Does it seem like grieving?
Is it a bad experience? Or a good one?
Is it better to be an atheist or a theist?
Is it a shock to deal with with professionals or they can do nothing to help?
OR would life be happier and more liberating?
OR would it be neutral and nothing changes?
For me, being comfortable with being an atheist happened in two stages of learning. The first stage of learning is that stage where I have learnt enough to no longer believe. The second stage was when I learnt enough to be comfortable with no longer believing that there is a god.
Even though I was not too indoctrinated with the religion I grew up in, I went through some physical and emotional state of 'numbness', which other atheists told me they have NOT gone through. I realised that the biggest reason why I felt that was because there were so many unanswered questions in my mind. Questions like: if there is no god then why this or why that? If there is no god, then how should I live my life etc...
So, I have spent a year or so of my life having gone through that process, researching and learning. After that process, I feel so much free-er now.
Just because we realise that there is no god, it doesn't mean we all become Nihilistic. This is a threat that religious leaders keep making to scare people that losing your belief in their silly concept of god, leads to a state of helplessness and depression. The reality is that when I realised there could be no way gods or gods can exist, and understood more of how we got here instead, I felt more free, more in awe of the universe, more appreciative of all life and more grateful for everything and everyone I have in my life.

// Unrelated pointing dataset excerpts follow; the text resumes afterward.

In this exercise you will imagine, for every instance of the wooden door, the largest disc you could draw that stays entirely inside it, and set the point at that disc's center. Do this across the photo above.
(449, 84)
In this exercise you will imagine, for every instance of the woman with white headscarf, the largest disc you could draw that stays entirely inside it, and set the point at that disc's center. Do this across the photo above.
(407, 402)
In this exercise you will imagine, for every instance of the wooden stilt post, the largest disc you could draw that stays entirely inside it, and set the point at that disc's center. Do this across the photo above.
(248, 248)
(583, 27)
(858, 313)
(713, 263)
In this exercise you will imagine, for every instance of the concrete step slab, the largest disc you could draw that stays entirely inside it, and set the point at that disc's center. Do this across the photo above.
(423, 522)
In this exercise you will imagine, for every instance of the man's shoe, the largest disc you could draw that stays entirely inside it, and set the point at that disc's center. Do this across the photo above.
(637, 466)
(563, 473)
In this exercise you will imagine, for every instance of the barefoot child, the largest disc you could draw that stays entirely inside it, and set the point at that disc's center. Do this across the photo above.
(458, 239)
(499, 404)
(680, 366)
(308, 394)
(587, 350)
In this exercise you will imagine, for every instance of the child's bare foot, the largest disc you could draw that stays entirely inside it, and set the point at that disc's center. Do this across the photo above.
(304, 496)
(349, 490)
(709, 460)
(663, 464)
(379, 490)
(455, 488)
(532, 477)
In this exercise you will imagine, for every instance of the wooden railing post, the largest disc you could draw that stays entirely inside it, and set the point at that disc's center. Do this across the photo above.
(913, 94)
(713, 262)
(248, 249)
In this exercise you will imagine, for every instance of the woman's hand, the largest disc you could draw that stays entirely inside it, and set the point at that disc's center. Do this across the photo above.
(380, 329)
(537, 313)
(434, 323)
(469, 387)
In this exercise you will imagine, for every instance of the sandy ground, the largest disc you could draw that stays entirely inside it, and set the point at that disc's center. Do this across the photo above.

You do not have to declare to yourself that you are now an atheist. All you need to do is not to be afraid to read books, watch documentaries and keep learning. Associate more with other atheists if you need to substitute the social benefits that religion provided you. Eventually, you come to a point where your intellect, your rationality, your reason has allowed you to understand enough, and no longer will becoming an atheist a choice, but rather, just a natural resolution. For me, becoming an atheist was mentally and emotionally liberating.